Von denen durfte ich vier spielen, die dem Design bisheriger GTA-Einsätze folgten: In »Jamaican Heat« musste ich Little Jacob unter die Arme greifen, einem Klischee-Jamaikaner, der während der Fahrten das Auto von innen zur Räucherkammer machte (wer sich an die Szene aus Scary Movie erinnert, in der Shorty samt Freunden auf der Straße anhält, der weiß, wie die Karre in GTA 4 aussieht, wenn Little Jacob mitfährt) - und der schusskräftige Unterstützung bei einem Drogengeschäft brauchte. »Harbouring A Grudge« gesellt Packie an Nikos Seite,
eine Labertasche mit Alkoholproblemen, der eine große Drogenlieferung klauen will. Zuerst wird der Deal überwacht, dann werden die Wachen ausgeschaltet, danach der vollbeladene LKW geklaut - und schließlich liefert sich Niko noch eine wilde Verfolgungsjagd mit dem sauren Rest der anwesenden Drogenmafia.

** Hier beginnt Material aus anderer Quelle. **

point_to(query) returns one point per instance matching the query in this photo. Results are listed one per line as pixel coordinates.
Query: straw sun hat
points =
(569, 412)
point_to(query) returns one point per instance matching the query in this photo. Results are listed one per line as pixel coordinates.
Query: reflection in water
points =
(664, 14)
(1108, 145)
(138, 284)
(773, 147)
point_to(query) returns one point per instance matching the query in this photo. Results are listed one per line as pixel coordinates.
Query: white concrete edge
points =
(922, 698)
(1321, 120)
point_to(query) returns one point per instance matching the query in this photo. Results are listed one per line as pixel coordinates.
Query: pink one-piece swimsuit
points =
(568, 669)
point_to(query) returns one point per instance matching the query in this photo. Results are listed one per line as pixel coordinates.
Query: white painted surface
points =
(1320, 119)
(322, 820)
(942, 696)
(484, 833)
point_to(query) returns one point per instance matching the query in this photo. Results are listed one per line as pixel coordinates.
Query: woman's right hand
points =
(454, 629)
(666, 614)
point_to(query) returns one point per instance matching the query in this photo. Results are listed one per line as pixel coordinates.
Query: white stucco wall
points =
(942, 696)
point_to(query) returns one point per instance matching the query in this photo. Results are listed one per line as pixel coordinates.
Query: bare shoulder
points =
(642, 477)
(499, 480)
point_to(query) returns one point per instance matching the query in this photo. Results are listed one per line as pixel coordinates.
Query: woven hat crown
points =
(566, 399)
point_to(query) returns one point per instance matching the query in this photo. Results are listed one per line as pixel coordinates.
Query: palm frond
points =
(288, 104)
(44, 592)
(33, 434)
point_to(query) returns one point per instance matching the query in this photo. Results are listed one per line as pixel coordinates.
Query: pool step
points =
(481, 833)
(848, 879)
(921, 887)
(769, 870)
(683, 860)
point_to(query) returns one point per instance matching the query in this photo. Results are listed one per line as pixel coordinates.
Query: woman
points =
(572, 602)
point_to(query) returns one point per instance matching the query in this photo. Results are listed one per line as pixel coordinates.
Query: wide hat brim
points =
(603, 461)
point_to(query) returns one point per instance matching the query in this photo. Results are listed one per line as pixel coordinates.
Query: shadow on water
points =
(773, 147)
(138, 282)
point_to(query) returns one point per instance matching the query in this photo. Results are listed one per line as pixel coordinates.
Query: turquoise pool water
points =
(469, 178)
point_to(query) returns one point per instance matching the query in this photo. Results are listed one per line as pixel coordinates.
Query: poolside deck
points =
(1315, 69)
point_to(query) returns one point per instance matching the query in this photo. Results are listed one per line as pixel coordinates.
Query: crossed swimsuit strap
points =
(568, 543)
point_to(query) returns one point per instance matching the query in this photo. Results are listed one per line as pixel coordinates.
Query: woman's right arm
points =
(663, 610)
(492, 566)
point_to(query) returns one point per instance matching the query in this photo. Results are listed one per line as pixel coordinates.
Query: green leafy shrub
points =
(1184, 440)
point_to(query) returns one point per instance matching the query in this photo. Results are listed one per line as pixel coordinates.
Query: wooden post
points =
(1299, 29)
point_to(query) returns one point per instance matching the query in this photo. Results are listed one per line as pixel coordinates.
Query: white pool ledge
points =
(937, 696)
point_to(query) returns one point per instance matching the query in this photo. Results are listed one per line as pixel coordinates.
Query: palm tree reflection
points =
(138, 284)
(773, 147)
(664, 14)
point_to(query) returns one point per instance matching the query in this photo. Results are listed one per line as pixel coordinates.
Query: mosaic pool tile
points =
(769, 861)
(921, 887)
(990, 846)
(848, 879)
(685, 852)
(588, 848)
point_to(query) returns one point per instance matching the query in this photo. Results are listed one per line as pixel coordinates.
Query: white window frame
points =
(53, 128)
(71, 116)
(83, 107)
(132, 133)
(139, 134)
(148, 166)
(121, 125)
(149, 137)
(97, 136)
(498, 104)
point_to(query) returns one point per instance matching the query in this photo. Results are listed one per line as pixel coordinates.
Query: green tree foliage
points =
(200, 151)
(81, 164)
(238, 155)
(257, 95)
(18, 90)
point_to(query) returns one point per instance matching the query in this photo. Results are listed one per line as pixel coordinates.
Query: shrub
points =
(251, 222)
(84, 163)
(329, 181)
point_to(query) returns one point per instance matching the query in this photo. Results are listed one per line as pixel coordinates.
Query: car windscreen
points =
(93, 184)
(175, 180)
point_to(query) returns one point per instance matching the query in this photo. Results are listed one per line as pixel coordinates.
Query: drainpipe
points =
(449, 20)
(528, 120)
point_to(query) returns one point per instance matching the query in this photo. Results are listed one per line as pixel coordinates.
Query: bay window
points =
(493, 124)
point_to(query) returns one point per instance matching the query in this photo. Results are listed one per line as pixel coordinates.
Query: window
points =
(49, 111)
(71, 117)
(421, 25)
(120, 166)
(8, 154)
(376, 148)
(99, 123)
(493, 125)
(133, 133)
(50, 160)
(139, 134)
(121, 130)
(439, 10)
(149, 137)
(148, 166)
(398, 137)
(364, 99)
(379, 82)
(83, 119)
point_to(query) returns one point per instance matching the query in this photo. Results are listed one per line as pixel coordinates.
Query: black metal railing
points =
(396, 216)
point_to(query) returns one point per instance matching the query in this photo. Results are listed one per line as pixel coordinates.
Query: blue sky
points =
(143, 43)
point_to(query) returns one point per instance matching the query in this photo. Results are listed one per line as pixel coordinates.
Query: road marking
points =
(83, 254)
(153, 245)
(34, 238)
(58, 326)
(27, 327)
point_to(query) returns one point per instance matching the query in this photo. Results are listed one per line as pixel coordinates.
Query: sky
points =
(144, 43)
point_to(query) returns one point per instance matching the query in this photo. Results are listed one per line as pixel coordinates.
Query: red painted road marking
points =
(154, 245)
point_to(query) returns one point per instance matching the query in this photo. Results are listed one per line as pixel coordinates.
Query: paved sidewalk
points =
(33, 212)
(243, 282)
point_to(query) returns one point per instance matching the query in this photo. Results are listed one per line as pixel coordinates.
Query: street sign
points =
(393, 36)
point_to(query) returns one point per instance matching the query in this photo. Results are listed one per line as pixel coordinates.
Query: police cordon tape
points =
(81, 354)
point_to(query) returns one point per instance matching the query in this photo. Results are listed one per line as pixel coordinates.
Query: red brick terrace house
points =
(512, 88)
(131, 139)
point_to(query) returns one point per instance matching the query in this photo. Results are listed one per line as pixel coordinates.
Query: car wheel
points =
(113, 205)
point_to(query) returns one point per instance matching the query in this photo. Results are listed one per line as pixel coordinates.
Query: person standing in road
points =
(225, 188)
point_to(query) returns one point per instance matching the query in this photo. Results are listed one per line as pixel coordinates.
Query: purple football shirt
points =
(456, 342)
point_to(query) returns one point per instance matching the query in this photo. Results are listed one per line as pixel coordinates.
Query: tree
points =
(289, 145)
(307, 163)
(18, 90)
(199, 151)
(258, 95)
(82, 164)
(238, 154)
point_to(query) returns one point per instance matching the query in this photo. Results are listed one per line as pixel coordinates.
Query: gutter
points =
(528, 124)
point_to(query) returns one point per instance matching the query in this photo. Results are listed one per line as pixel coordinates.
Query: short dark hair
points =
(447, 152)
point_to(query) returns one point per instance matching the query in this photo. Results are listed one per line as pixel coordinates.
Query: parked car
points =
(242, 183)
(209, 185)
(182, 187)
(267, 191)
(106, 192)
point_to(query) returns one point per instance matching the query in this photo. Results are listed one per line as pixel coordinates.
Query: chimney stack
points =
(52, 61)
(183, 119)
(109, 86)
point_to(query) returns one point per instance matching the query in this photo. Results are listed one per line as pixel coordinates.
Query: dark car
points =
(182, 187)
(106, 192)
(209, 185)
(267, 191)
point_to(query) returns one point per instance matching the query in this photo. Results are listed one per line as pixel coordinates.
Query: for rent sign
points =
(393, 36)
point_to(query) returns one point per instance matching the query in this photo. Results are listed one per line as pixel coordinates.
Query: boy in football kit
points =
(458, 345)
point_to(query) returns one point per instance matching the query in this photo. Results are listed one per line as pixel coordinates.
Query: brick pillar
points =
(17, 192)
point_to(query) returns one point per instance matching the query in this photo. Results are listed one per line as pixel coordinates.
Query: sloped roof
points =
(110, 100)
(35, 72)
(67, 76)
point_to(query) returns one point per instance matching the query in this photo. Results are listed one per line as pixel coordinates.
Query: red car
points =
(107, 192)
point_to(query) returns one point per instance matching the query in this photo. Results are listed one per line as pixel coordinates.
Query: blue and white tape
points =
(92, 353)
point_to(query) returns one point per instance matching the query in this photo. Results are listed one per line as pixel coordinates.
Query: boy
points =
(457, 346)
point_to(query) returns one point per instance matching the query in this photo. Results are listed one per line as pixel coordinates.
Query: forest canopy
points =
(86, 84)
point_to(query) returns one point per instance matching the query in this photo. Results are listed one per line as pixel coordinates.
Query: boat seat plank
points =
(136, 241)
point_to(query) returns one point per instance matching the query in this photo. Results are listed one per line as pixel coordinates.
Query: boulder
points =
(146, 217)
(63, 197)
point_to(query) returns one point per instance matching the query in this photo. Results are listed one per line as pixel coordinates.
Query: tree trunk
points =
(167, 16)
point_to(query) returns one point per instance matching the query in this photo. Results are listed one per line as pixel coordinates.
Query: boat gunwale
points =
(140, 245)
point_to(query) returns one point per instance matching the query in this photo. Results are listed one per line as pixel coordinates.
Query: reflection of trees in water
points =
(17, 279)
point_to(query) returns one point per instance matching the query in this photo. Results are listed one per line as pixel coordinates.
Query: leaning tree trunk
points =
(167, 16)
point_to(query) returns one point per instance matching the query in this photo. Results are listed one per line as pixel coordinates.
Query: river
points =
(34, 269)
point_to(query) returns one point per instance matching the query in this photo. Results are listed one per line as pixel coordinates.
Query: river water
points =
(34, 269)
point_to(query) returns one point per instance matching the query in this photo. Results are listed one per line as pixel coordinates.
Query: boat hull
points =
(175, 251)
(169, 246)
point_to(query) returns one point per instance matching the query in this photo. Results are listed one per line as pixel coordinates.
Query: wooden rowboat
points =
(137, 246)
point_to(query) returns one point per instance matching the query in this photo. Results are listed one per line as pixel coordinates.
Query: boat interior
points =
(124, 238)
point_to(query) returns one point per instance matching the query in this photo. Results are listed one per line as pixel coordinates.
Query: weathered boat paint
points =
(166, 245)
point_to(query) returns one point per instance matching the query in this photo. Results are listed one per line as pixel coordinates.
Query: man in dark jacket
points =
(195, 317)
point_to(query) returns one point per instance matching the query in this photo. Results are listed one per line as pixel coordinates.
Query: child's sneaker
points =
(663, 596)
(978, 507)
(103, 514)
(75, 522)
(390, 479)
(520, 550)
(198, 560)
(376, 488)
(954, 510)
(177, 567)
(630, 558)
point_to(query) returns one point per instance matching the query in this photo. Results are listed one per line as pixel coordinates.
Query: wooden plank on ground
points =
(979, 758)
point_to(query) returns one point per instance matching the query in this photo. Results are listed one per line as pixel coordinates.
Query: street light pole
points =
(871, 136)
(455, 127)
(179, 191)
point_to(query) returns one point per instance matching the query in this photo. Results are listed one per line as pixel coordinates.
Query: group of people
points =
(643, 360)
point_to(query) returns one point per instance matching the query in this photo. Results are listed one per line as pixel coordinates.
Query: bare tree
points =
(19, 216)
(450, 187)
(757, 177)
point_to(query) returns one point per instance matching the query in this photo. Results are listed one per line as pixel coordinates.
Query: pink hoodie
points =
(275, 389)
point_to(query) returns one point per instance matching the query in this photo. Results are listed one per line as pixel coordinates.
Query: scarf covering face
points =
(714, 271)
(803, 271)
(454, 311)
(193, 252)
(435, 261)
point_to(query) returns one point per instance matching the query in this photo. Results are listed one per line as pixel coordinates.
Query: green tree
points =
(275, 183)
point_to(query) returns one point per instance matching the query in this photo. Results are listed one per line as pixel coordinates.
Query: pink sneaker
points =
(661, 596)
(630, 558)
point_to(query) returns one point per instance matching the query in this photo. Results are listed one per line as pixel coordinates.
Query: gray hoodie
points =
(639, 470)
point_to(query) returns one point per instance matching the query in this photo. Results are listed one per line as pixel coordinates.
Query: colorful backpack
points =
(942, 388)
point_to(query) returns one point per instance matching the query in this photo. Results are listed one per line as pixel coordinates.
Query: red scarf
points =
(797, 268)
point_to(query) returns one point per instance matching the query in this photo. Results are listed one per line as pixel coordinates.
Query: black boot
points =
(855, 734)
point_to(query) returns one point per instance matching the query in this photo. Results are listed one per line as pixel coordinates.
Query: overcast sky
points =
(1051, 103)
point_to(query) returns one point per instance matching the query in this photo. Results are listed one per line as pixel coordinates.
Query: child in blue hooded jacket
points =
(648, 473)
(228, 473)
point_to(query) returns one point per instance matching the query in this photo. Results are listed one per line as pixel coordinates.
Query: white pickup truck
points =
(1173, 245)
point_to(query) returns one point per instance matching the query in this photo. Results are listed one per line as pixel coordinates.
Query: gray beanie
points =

Bei dieser Gelegenheit hatte ich großen Spaß an der neuen Funktion, den Blick nach hinten zu wenden und Granaten aus dem Seitenfenster zu schnipsen - optimal, um nervende Drängler auf ihre Fehler aufmerksam zu machen. Diese und die weiteren Missionen werden wie üblich von Echtzeit-Zwischensequenzen ein- und ausgeleitet, die, so und nicht anders ist man es von Rockstar gewöhnt, fantastisch inszeniert sind. Die Animationen, die Mimik, die Gestik und vor allem die englische Sprachausgabe, die mit herrlich vielen Akzenten durchsetzt (und optional mit deutschen Untertiteln versehen) ist - geil! In diesen zeigt der sonst so schroff wirkende Niko sogar das eine oder andere Gefühl, hier wird mal gelächelt, das wird mal etwas tapsig geflirtet. Und hier gibt es auch die meisten Hinweise auf die mysteriöse Vergangenheit des Osteuropäers: Ein aufmerksames spitzen meiner Ohren ergab die Erkenntnis, dass er mal in einem Krieg gekämpft hat und auch schon im Knast saß - da bleiben noch viele, viele Fragen offen. Und das ist auch gut so.Ausblick
Die Entwickler wären schön blöd, wenn sie das bewährte Spielprinzip komplett umkrempeln, es finden auch so schon genug Neuerungen statt, die Fans der Vorgänger erstmal schlucken lassen: Weniger Comic-Gewalt, mehr Realismus. Weniger Arcade-Rasen, mehr glaubwürdiges Fahrmodell. Weniger Augen-zu-und-durch-Gefechte, mehr taktisches Nutzen von Deckung. Jup, GTA wird erwachsen - und es fühlt sich dabei so gut an! Das Gamepad in der Hand mag ein neues sein, das Spiel wirkt vertraut; Jünger der Serie brauchen keine Angst vor tiefschürfenden Veränderungen zu haben. Die anderthalb Stunden, in denen ich frei durch Liberty City cruisen konnte, hinterließen einen wunderbaren, intelligenten, spannenden, aufregenden Eindruck; das Pad zurück zu geben fiel mir verdammt schwer. 60 Tage noch. Zählt mit!